En dehors du cas de Credit Suisse qui était le «maillon faible», le système bancaire européen est moins rentable mais parait plus solide. Les risques sont moindres qu’aux Etats-Unis car la réglementation y est plus stricte. La panique provoquée par une transaction sur le CDS de Deutsche Bank la semaine dernière a été prise très au sérieux par le Conseil de stabilité financière et par la BCE. Des mesures concernant le traitement des trades sur CDS sont à attendre.

Qu’attendre de la dépréciation des AT1 et des Cocos de Credit Suisse?

La classe d’actifs offre une prime de risque généreuse mais il est nécessaire de bien diversifier les positions. En raison du resserrement des conditions bancaires et de la hausse du risque de récession, il faut également diminuer les positions sur les obligations high yield: le spread se situe actuellement autour de 5% mais peut dépasser 8% en cas de récession.

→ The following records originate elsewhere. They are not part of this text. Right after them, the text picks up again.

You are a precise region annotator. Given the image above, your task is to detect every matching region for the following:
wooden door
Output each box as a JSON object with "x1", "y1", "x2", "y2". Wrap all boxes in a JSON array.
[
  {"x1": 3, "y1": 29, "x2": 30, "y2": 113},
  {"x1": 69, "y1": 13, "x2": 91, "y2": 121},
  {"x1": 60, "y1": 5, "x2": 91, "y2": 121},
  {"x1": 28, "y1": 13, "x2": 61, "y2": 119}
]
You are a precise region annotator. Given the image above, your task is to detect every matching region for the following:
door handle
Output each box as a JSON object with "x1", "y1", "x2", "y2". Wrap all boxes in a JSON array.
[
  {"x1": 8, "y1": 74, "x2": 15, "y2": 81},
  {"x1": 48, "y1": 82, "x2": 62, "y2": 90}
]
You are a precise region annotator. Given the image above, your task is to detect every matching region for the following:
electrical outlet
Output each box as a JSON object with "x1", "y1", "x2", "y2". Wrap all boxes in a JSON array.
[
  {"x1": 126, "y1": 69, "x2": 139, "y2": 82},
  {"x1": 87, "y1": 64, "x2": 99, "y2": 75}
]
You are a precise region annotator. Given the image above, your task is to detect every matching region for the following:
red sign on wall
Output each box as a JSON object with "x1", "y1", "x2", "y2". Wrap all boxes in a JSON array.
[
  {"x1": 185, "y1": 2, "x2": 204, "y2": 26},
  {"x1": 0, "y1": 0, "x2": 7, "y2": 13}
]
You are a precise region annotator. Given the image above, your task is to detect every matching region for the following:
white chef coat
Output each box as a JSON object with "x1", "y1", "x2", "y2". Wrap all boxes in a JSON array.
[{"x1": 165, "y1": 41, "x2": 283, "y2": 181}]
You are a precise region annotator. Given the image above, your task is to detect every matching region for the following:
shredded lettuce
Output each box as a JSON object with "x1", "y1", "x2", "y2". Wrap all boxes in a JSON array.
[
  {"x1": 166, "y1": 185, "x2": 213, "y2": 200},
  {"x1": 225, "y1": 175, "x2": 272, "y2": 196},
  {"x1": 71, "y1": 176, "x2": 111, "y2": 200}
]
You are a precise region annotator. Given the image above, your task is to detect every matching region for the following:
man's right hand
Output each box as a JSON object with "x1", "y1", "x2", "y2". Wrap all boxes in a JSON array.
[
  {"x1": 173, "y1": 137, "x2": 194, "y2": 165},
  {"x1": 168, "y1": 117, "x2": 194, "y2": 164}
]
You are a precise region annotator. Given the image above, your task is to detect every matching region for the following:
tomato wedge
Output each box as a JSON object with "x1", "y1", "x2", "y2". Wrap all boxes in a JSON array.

Est-il justifié de continuer à hausser les taux d’intérêt compte tenu des montants exorbitants de dette publique?

Le dilemme est aujourd’hui entre inflation et stabilité financière d’un côté, inflation et équilibre économique de l’autre. Les taux ne peuvent être plus élevés que la croissance du PIB sinon il n’y plus de place pour refinancer la dette publique. Un peu d’inflation, c’est bon pour diluer cette dette publique mais point trop n’en faut. On peut estimer que la nouvelle norme se situera autour de 3% car, avec les chocs d’offre créés par la nouvelle donne géopolitique, il est difficile d’envisager un retour aux 2% longtemps visés par les banques centrales. La longue (trop longue?) répression financière suivie de la récente croisade menée pour tuer la poussée inflationniste, peut avoir engendré des dégâts trop importants. Les banques centrales vont devoir revoir leur copie.